Now it’s very real. Now I have a school. Now I have something I can’t file away. I have something to put in my diary, a website I can look up, an ESTYN inspection report to read, and a Twitter profile to start following.

It doesn’t matter how relaxed you are about the idea of teaching (I’m genuinely really looking forward to qualifying) because when you’re faced with the thought of going into a school and teaching your very first lessons, I would challenge anybody who says they’re not a bit nervous.

But is nervousness a bad thing?

Sure, it might shave some hours off your average sleeping time. But doesn’t nervousness keep you sharp, focused and ‘on-task’? Doesn’t it make sure you don’t rest on your laurels? We’re nervous, apprehensive and maybe a little worried for one simple reason:

We care.

We care about doing it right. We care about doing a great job, and showing how good we can be.

Whilst the email from the School Experience Officer left no air of mystery, my first teaching experience is a huge step into the unknown.

Right, pencils down. That’s the end of our time. Until next time – hwyl fawr!


The Difficult First Post

I’ve written a personal blog for over three years now, so I should know exactly how to get started with a new one, right? Wrong.

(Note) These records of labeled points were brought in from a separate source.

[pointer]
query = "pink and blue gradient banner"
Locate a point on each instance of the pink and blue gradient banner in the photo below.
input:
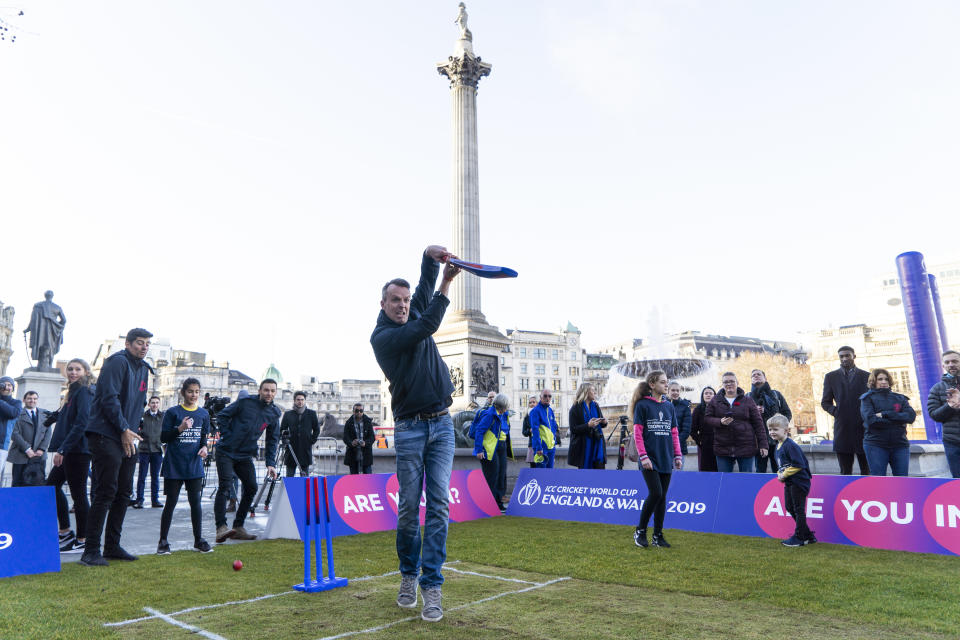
(364, 503)
(903, 514)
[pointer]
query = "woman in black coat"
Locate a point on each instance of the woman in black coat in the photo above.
(587, 447)
(702, 433)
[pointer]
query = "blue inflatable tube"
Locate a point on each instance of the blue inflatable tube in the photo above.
(938, 312)
(923, 331)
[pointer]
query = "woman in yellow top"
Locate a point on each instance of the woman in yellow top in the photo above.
(491, 440)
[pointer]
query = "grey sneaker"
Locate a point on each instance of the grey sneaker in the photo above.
(407, 597)
(432, 609)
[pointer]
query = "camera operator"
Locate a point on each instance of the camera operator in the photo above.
(358, 436)
(241, 424)
(299, 430)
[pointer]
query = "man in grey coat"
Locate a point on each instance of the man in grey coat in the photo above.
(29, 441)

Somehow, the responsibility of starting a professional blog seems like a very serious undertaking. If I start too strongly, I might mislead you into thinking this blog will be something it can’t live up to. If I don’t start strongly enough…well….you won’t still be reading now.

Could do better. Stronger start needed.

In September 2016, I turned my back on a 12 year career in Retail Management to embark on a new venture into the world of teaching. Teaching is something I’ve always dreamed of doing, but entering Higher Education as a mature student is still no less daunting than my 18 year old self would have found it.

Much better. Keep it up.

The University of South Wales in Newport will be my home until the summer of 2019 (doesn’t that seem a long way away?) but in the meantime this blog will chart my thoughts and ramblings as I negotiate the choppy waters of being a student teacher. My hope is that my experiences will resonate with other students also trying to keep their metaphorical vessels from sinking.

As I survive lectures, assignments, observations and placements I will be sharing everything I find useful, whether it be apps that could add value in the classroom or lesson plans and ideas that I particularly like. But maybe most importantly, I’ll tell you what it’s like to be a mature student teacher in Wales in 2017.